PINGDOM_CHECK
9 Mins

Web snapshots? The what, the why, and the how

You may have come across this term or are already familiar with it. However, creating perfect web snapshots is not simple because website pages are complicated, and of course, we are not the first to try this.

For starters, it is key to identify the important section of a website to capture.

In this article, we will explore the various aspects involved to help you create web snapshots of web pages.

What does web snapshots actually mean?

Simply put, web snapshots means using an application that creates an archive of a live page in such a way that you can perfectly restore it later, offline. From the snapshot, you can extract text, HTML, or take print screens, completely offline.

There are a few reasons why this is needed:

  • Link rot: pages are removed from websites all the time, websites go offline and domains disappear
  • Websites are changing all the time and it can be useful to take snapshots over time and observe the differences
  • Ensure the information is preserved in an archive for future research, history, or the public
  • Save long articles for reading in places where the Internet is not available (such as a plane, or train)
  • Fight censorship by making sure that sensitive information and vital proof is not lost

At Zyte we need this, because we are developing an automated data extraction API that uses AI to recognize parts of the page, such as title, images, price, etc.

To do this, we have a few tens of thousands of web snapshots of pages that we use for training and testing the model, and they need to capture the original state of the page as closely as possible.

Creating perfect web snapshots is not a simple problem because website pages are complicated, and of course, we are not the first to try this.

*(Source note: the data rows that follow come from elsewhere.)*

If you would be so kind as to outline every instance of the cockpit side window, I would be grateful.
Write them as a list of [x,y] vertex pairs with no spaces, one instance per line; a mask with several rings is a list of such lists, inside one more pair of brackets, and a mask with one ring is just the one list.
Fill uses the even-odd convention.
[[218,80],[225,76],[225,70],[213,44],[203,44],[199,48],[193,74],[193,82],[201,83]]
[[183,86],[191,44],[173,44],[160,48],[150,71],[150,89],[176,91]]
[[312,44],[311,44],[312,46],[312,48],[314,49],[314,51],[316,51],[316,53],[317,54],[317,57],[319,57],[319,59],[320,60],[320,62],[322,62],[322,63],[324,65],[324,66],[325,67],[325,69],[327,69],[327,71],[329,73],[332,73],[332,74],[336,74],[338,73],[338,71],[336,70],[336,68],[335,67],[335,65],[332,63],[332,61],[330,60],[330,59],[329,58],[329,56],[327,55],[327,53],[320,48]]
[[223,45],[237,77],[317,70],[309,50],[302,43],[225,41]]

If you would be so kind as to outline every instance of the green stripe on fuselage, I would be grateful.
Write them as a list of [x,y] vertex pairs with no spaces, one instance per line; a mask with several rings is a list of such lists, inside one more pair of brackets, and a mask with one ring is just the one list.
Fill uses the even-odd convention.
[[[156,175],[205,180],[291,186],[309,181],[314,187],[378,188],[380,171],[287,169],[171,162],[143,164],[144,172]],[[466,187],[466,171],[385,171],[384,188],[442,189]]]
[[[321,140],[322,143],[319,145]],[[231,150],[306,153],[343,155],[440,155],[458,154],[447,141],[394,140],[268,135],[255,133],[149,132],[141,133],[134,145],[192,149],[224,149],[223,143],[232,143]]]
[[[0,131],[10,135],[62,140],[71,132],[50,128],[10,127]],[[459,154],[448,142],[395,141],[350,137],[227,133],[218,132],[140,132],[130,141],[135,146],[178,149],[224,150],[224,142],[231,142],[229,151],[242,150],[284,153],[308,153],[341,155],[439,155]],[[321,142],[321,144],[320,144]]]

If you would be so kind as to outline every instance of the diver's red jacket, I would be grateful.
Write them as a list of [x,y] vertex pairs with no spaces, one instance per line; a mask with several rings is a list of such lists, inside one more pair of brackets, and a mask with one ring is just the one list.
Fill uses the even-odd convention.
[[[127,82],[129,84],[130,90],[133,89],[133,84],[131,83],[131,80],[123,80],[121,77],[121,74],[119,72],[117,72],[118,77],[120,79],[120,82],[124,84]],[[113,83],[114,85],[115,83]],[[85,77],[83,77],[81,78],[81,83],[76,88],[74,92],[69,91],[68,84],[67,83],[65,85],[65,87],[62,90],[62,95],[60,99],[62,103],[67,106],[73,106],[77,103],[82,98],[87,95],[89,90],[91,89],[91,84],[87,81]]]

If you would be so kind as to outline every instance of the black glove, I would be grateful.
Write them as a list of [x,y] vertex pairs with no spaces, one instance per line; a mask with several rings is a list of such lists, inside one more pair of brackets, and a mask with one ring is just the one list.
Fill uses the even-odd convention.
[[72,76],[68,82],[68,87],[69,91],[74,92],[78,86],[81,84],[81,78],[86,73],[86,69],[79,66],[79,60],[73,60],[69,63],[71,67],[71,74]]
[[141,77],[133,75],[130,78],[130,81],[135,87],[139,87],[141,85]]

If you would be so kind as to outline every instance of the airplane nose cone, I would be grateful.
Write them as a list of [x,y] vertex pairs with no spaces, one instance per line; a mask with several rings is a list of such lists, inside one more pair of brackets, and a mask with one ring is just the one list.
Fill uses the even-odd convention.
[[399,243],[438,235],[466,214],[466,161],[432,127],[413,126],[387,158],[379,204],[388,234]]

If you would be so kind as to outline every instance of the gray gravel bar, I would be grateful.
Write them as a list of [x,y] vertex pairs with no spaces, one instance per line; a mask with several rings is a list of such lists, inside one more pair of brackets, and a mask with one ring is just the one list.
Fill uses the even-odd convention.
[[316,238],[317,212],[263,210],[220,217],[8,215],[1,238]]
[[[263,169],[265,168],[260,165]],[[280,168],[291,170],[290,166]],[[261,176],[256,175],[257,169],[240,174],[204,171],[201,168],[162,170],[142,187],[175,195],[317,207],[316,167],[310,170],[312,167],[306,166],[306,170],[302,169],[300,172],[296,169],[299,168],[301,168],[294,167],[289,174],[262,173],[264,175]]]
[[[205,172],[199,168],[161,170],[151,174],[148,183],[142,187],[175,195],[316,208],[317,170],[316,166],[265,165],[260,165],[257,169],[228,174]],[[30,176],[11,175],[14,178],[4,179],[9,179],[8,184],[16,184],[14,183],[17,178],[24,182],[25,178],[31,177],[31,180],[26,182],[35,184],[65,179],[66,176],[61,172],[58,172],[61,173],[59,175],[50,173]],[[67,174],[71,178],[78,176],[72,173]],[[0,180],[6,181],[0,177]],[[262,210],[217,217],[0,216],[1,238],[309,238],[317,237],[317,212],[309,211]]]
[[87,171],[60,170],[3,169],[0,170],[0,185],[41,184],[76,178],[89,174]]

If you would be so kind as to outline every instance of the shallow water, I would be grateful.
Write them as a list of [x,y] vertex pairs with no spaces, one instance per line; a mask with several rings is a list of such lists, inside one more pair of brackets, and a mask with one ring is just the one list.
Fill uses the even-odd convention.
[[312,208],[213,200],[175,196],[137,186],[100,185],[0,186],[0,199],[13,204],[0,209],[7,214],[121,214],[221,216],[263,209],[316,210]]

Let’s look at the current methods and formats.

WARC

The Web ARChive (WARC) archive format specifies a method for combining multiple digital resources into an aggregate archive file, together with related information.

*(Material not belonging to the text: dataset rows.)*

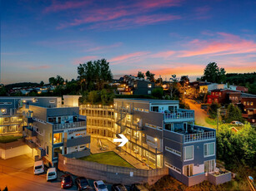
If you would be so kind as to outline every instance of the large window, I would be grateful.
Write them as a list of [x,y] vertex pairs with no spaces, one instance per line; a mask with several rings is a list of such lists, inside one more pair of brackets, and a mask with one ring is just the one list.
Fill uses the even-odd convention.
[[203,144],[204,157],[215,155],[215,143],[208,143]]
[[183,166],[183,174],[185,176],[193,176],[193,164]]
[[63,154],[63,147],[58,147],[53,149],[53,158],[58,157],[58,154]]
[[170,153],[173,153],[173,154],[176,154],[178,156],[181,156],[181,152],[179,152],[179,151],[178,151],[176,149],[172,149],[170,147],[165,146],[165,150],[167,150],[167,151],[168,151]]
[[184,161],[193,159],[193,145],[184,147]]
[[63,134],[54,134],[53,135],[53,144],[58,144],[63,142]]
[[152,107],[152,111],[158,112],[158,106],[153,106]]
[[214,171],[215,159],[204,161],[204,173]]
[[167,166],[168,168],[169,168],[169,169],[171,169],[176,171],[177,173],[181,174],[180,169],[178,169],[178,168],[173,166],[173,164],[169,164],[169,163],[168,163],[168,162],[165,162],[165,163],[164,163],[164,165]]

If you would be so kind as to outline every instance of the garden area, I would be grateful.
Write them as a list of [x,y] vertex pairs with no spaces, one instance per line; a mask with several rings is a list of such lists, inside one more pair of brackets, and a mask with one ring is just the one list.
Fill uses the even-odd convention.
[[96,162],[113,166],[123,166],[128,168],[134,168],[132,164],[128,163],[125,159],[120,157],[113,151],[93,154],[89,156],[80,158],[85,161]]
[[3,144],[11,143],[23,137],[22,136],[13,136],[13,135],[0,136],[0,143],[3,143]]

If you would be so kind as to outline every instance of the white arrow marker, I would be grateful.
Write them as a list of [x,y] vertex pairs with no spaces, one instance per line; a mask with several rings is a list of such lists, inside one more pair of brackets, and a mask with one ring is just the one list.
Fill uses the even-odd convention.
[[113,142],[122,142],[118,146],[123,146],[128,141],[128,140],[123,135],[123,134],[118,134],[118,135],[122,138],[122,139],[113,139]]

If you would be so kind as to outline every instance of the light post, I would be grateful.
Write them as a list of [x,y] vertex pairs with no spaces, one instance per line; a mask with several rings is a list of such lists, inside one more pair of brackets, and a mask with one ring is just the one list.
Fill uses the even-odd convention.
[[156,169],[158,169],[158,138],[154,138],[154,141],[156,142]]

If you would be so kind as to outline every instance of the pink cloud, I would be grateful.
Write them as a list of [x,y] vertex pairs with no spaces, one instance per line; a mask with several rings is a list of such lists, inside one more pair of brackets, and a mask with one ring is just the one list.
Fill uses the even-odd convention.
[[212,41],[195,39],[188,43],[188,51],[181,51],[180,57],[201,55],[229,55],[253,53],[256,42],[240,38],[238,36],[224,32],[217,33],[220,38]]
[[[180,18],[179,16],[173,16],[170,14],[166,15],[148,15],[148,13],[152,12],[153,9],[158,9],[161,7],[178,6],[181,3],[181,1],[178,0],[142,0],[138,2],[123,4],[123,2],[118,2],[114,6],[108,7],[99,7],[96,4],[92,6],[87,12],[80,12],[77,14],[76,18],[71,22],[67,21],[60,23],[57,29],[63,29],[73,26],[80,26],[83,24],[94,23],[104,26],[108,25],[106,22],[113,22],[120,23],[120,19],[123,19],[129,23],[144,23],[151,24],[162,21],[171,21]],[[68,7],[68,6],[67,6]],[[72,7],[72,6],[69,6]],[[138,15],[144,15],[140,16]],[[116,19],[119,19],[117,21]],[[134,21],[133,22],[132,21]],[[100,22],[100,23],[98,23]],[[110,24],[113,24],[113,23]],[[95,23],[94,23],[95,24]],[[95,28],[91,27],[90,28]]]
[[163,58],[168,58],[169,56],[174,55],[176,51],[160,51],[156,54],[151,55],[151,57],[163,57]]
[[180,16],[159,14],[159,15],[145,15],[140,17],[135,17],[134,18],[122,18],[119,20],[108,21],[105,22],[98,22],[89,27],[90,29],[95,28],[129,28],[136,26],[144,26],[149,24],[154,24],[158,22],[173,21],[180,19]]
[[137,52],[133,52],[133,53],[131,53],[131,54],[127,54],[127,55],[122,55],[122,56],[116,56],[116,57],[113,57],[109,60],[109,62],[113,62],[111,64],[114,65],[114,64],[118,64],[118,63],[120,63],[120,62],[125,62],[127,61],[128,60],[130,60],[130,59],[137,59],[142,56],[145,56],[147,54],[148,54],[149,52],[148,51],[137,51]]
[[109,46],[99,46],[99,47],[95,47],[93,48],[88,48],[87,50],[85,50],[85,51],[100,51],[103,49],[109,49],[109,48],[113,48],[113,47],[121,47],[123,45],[122,42],[118,42],[113,45],[109,45]]
[[75,2],[75,1],[69,1],[69,2],[58,2],[56,0],[53,1],[53,4],[43,10],[43,12],[59,12],[68,9],[73,9],[73,8],[81,8],[84,5],[89,4],[90,1],[82,1],[82,2]]
[[85,63],[85,62],[89,61],[96,60],[97,58],[98,58],[98,56],[83,56],[83,57],[75,59],[73,61],[73,65],[82,64],[82,63]]
[[40,70],[40,69],[48,69],[52,67],[49,65],[43,65],[43,66],[26,66],[30,70]]

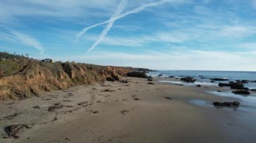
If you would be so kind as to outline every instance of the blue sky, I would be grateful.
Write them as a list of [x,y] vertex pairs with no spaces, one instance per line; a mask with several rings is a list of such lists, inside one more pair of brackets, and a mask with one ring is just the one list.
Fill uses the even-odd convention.
[[153,69],[256,70],[255,17],[256,0],[1,0],[0,50]]

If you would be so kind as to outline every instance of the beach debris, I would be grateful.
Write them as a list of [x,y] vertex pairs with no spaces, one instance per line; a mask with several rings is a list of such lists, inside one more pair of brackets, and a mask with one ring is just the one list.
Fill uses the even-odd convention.
[[55,105],[55,106],[51,106],[48,108],[48,111],[54,111],[55,109],[59,109],[63,108],[64,105]]
[[71,100],[63,100],[63,102],[71,102],[72,101]]
[[237,108],[240,103],[238,101],[234,101],[234,102],[214,102],[212,104],[216,107],[217,108],[219,107],[233,107],[233,108]]
[[38,105],[36,105],[36,106],[34,106],[33,108],[34,108],[34,109],[40,109],[41,107],[40,106],[38,106]]
[[251,93],[249,91],[232,91],[232,93],[233,93],[234,94],[236,94],[236,95],[250,95]]
[[193,77],[183,77],[183,78],[181,78],[181,81],[185,81],[185,82],[187,82],[187,83],[195,83],[195,81],[196,81],[196,79],[195,79]]
[[133,71],[128,73],[127,75],[131,77],[148,78],[146,72]]
[[123,109],[121,111],[121,113],[123,113],[123,115],[125,115],[126,113],[127,113],[129,112],[129,110],[126,110],[126,109]]
[[106,89],[105,90],[103,90],[102,92],[114,92],[115,91],[110,90],[108,89]]
[[31,128],[26,124],[16,124],[5,127],[5,131],[9,137],[13,137],[15,139],[19,138],[19,136],[17,135],[19,131],[24,128]]
[[228,79],[226,79],[226,78],[223,78],[223,79],[221,79],[221,78],[214,78],[214,79],[211,79],[211,80],[215,81],[228,81]]
[[92,105],[92,103],[89,103],[88,101],[85,101],[85,102],[81,102],[78,103],[77,105],[82,106],[84,107],[86,107],[87,106]]
[[15,117],[16,117],[18,115],[18,113],[13,113],[13,114],[11,114],[10,115],[8,115],[8,116],[6,116],[6,117],[4,117],[3,119],[0,120],[11,120],[11,119],[13,119]]
[[165,99],[168,99],[168,100],[172,100],[172,98],[170,97],[166,97]]
[[140,99],[139,98],[135,98],[134,100],[138,101],[138,100],[140,100]]
[[92,112],[92,113],[98,113],[98,111],[90,110],[90,111]]
[[107,77],[107,78],[106,78],[106,81],[113,81],[113,82],[114,82],[114,81],[115,81],[116,80],[115,80],[114,78],[113,78],[113,77]]
[[136,100],[136,101],[139,101],[139,100],[140,100],[140,99],[138,98],[137,96],[136,95],[133,95],[133,99],[134,100]]

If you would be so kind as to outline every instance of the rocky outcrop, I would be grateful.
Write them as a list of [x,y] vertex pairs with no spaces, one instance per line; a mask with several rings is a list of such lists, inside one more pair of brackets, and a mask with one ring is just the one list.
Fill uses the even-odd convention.
[[121,81],[122,77],[126,76],[132,69],[75,62],[51,63],[35,60],[11,61],[19,65],[20,69],[11,73],[10,76],[1,75],[0,100],[40,96],[44,91],[92,84],[106,81],[106,78]]
[[232,93],[233,93],[234,94],[236,94],[236,95],[250,95],[251,93],[249,91],[232,91]]
[[220,79],[220,78],[214,78],[214,79],[211,79],[211,80],[215,81],[228,81],[228,79]]
[[230,87],[230,83],[219,83],[219,87]]
[[181,81],[185,81],[187,83],[195,83],[195,79],[193,77],[187,77],[181,78]]
[[139,77],[139,78],[148,78],[145,72],[133,71],[127,73],[127,77]]
[[242,80],[241,81],[242,83],[249,83],[249,81],[248,81],[248,80]]
[[148,81],[153,81],[153,78],[152,78],[152,77],[150,76],[150,77],[148,78]]
[[245,86],[242,83],[237,82],[237,83],[219,83],[219,87],[230,87],[230,89],[240,89],[243,90],[245,89]]
[[212,103],[216,107],[234,107],[236,108],[239,106],[240,103],[238,101],[234,102],[214,102]]
[[245,89],[245,86],[242,83],[239,83],[239,82],[234,83],[230,83],[230,89],[243,90]]

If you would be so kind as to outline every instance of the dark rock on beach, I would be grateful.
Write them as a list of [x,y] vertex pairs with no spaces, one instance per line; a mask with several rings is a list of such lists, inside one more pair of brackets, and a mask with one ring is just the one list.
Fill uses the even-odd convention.
[[244,89],[245,86],[242,83],[230,83],[230,89]]
[[249,81],[248,80],[242,80],[241,83],[249,83]]
[[188,83],[195,83],[195,79],[193,77],[187,77],[181,78],[181,81],[188,82]]
[[236,89],[243,90],[245,89],[245,86],[242,83],[219,83],[219,87],[230,87],[230,89]]
[[214,102],[212,103],[215,107],[234,107],[236,108],[239,106],[240,103],[238,101],[234,102]]
[[153,81],[153,78],[150,76],[148,77],[148,81]]
[[219,83],[219,87],[230,87],[230,83]]
[[107,77],[106,78],[106,81],[115,81],[115,79],[113,77]]
[[234,94],[236,95],[250,95],[251,93],[249,91],[232,91]]
[[228,79],[220,79],[220,78],[214,78],[214,79],[211,79],[211,80],[215,81],[228,81]]
[[122,81],[120,81],[121,83],[128,83],[128,81],[127,80],[122,80]]
[[145,72],[137,72],[137,71],[128,73],[127,77],[148,78],[148,76],[147,76],[147,75],[146,75]]

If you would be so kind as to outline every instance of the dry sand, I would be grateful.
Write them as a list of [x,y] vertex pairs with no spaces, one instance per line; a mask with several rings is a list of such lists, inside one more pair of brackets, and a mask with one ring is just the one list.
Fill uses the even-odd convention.
[[[129,78],[128,83],[105,82],[1,101],[0,142],[256,142],[255,113],[211,105],[234,100],[205,92],[224,88],[148,83]],[[197,99],[207,104],[193,103]],[[49,111],[51,106],[59,108]],[[32,128],[21,130],[18,139],[2,138],[7,136],[5,126],[19,124]]]

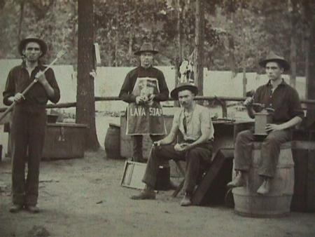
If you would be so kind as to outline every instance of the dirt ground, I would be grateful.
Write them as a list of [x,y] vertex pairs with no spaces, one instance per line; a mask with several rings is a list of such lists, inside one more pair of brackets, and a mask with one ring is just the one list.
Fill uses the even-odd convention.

The WARC format is inspired by HTTP/1.0 streams, with a similar header and it uses CRLFs as delimiters, making it very conducive to crawler implementations.

Files are often compressed using GZIP, resulting in a .warc.gz extension.

WARC is considered the golden standard for archiving, used by all serious archiving initiatives.

Because of that, there are lots and lots of applications and programming libraries to parse this format. The format is definitely very elegant and it generally works. Where it fails is on websites with lots of Javascript, especially if the Javascript is non-deterministic.

Unfortunately, it’s easy to break the restoring of the page with just 1 line of Javascript. If the page creation date is saved either in the HTML as a tag, or a Javascript constant, or extracted from the headers of a resource, and there’s an if condition checking that date against the current date, it can refuse to render the page. This means the restored page will be blank, or show an error.

Another big problem is that after you create a WARC file, it’s very hard to find a reader to look at the file. People capturing WARC files are mostly focusing on archiving pages, not restoring them.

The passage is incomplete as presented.